Como el mundo, en general y el mundo del arte en particular, están heridos de esta locura contemporánea, y todo está bajo sospecha y escrutinio, los estudiosos del arte han echado un balde de agua fría, por no decir algo peor relacionado con el sancocho, a todo el trabajo y la producción artística de hombres y mujeres considerados como hitos y personajes representativos de toda la factura creativa de al menos los últimos setenta años.
Habría que trazar una línea divisoria en alguno de esos nombres sonoros, para separar lo que es considerado arte, de todo lo siguiente que no sería considerado como tal. Sería Picasso por su cuadratura cubista; sería Egon Schiele por su morbidez e insolencia erótica; sería Vangoh por su famosa oreja o por sus Lirios; sería tal vez la desvelada sensualidad lirica de un Gustav Klimt, los Caprichos de Goya o la ortodoxia creativa abiertamente homosexual de los adolescentes de Jaime Colson… habría entonces que trazar la raya de Pizarro.
Habría que amputar los trabajos de Oskar Kohkoska, borrar la madre de Whistler, quemar las alargadas esculturas medio nimbadas y existenciales de Don Alberto Giacometti, los rostros de Rene Magritte, de Modigliani, las barcas e instalaciones de Silvano Lora, adelgazar las gordas de Botero y Melchor Terrero, las morenas de Barón Arias y de Jorge Severino, además todos esos paisajes esqueléticos de José Cestero, medio sugeridos e inconclusos; todo el azul de Cándido Bidó; prohibir La Opera de Tres Centavos de Bertold Bretch; tirar al zafacón las Chancletas y reciclados de Tony Capellán; borrar el Preludio a la Caída de la Tarde, de José Dolores Cerón; quemar la Congregación del Cuerpo Único, de Manuel Rueda, confinar al destierro a todas las Marolas de Danicel; en fin confinar todo lo creado que huela a modernidad, que tenga la sospecha del tufo de la irreverencia creativa.
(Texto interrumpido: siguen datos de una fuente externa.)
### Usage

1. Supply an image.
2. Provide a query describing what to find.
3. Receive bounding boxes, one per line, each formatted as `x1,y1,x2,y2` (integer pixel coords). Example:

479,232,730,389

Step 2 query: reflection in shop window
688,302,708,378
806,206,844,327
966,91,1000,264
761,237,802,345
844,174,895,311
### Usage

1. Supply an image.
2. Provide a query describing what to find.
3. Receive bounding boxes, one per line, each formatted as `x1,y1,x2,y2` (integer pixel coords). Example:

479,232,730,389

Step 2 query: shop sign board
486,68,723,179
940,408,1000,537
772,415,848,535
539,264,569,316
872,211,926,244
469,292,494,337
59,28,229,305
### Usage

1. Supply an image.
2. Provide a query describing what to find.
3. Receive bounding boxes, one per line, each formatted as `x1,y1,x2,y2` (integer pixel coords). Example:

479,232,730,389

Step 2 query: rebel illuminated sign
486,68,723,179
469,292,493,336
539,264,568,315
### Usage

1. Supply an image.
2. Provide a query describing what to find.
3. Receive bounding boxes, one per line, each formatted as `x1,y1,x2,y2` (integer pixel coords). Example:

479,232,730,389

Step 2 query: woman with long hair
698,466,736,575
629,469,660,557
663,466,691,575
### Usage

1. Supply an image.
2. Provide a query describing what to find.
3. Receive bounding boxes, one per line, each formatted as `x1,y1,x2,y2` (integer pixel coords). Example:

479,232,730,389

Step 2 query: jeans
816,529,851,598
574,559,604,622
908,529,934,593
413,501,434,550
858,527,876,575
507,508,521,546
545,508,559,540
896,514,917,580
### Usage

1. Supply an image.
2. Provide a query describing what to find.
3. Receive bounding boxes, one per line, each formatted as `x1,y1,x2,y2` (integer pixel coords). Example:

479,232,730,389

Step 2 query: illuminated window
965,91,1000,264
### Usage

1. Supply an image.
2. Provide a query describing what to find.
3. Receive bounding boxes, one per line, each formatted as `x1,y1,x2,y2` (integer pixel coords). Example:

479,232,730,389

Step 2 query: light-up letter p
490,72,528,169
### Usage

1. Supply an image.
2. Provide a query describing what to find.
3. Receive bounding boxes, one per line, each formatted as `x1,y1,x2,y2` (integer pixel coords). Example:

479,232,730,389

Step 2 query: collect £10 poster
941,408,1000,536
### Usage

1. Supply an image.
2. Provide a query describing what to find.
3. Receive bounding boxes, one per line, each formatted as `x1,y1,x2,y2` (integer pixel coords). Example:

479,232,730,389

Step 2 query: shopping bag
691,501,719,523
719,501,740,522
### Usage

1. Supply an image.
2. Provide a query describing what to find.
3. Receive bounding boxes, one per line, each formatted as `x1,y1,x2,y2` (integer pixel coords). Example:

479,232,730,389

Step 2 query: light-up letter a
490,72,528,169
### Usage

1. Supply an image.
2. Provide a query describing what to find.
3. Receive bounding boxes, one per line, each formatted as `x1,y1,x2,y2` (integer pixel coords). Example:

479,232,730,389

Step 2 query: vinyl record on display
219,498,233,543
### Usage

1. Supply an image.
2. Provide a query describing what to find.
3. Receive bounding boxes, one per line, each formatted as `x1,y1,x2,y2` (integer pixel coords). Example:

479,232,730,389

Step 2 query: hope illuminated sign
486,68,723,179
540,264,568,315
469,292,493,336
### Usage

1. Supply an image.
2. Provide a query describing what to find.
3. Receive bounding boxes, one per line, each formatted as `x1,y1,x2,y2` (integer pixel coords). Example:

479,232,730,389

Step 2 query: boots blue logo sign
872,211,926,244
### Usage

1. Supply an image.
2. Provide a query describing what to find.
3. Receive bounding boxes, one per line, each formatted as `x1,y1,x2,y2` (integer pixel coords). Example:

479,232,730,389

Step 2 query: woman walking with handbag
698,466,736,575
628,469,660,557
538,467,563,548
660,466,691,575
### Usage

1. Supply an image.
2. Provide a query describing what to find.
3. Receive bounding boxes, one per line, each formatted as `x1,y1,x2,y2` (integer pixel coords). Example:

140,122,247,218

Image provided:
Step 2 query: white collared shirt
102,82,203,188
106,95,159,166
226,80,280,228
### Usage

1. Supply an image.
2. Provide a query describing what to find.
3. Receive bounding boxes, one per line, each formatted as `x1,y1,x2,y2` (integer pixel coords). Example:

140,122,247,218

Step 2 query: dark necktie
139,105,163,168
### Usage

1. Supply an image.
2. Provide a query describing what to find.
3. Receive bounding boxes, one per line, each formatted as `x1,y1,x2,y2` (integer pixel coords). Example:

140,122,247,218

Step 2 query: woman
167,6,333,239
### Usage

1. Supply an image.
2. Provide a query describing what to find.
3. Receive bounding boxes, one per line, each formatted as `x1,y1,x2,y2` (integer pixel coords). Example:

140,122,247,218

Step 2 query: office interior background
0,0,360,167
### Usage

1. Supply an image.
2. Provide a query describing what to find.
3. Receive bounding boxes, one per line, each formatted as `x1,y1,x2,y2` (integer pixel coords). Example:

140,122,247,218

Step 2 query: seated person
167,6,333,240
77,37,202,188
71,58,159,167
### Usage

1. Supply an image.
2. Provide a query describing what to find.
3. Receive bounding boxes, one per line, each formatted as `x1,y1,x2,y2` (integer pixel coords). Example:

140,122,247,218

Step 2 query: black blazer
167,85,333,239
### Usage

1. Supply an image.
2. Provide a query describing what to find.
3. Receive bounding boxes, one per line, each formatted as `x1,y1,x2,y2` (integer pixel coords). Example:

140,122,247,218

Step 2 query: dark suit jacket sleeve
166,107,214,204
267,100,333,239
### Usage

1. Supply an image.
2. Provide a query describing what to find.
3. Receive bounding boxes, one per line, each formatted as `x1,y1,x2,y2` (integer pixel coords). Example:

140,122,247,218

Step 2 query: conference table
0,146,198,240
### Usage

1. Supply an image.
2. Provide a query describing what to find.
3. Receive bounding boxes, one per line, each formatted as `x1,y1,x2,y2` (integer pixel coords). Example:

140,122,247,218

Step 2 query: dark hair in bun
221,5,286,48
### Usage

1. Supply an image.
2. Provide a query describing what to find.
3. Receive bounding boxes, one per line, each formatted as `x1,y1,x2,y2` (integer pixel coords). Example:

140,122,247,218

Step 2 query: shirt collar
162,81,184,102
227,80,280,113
Hay una eterna diatriba entre época y arte. No se sabe quién pare a la otra. Hay quienes dicen que cada época trae su arte mas representativo, así como otros sostienen que el arte es quien marca y define la cara que ha de tener cada estación de la historia. Cada historia tiene sus propias y definitorias histerias. Este es el arte que nos ha tocado vivir. Este es el arte que se parece a nuestro tiempo.
Tal vez cuando Picasso, Braque y Juan Gris comenzaron a construir el Cubismo estaban escribiendo en el lienzo la pronta llegada del alocamiento global. Tal vez cuando Louis Armstrong comenzó a cantar como un “anticantante” estaba guiando al mundo, tomado de la mano, hacia nuevas y desconocidas formas musicales del instrumento vocal, ríspido, gutural, como una voz de lija; acaso las voluptuosidades pudendas que Schiele anunciaba profetizaban la revolución sexual y los postulados de Masters y Johnson; o tal vez, un pintor existencialista y maldito, de padres corsos, llamado Paul Giudicelli, se adelantaba con su Meditación sobre la Armadura de un soldado y sus personajes como “Adocenado” y sus “Golfillas”, a la abierta manifestación política y existencial de Jean Paul Sartre y Las Moscas.
La lista podría ser interminable. La existencia contemporánea, por dura que sea, por irreverente o ligera e indiferente que pueda ser, necesita respirar arte, necesita transpirar arte, necesita urgentemente seguir creando su Arte. El arte sucede, y punto.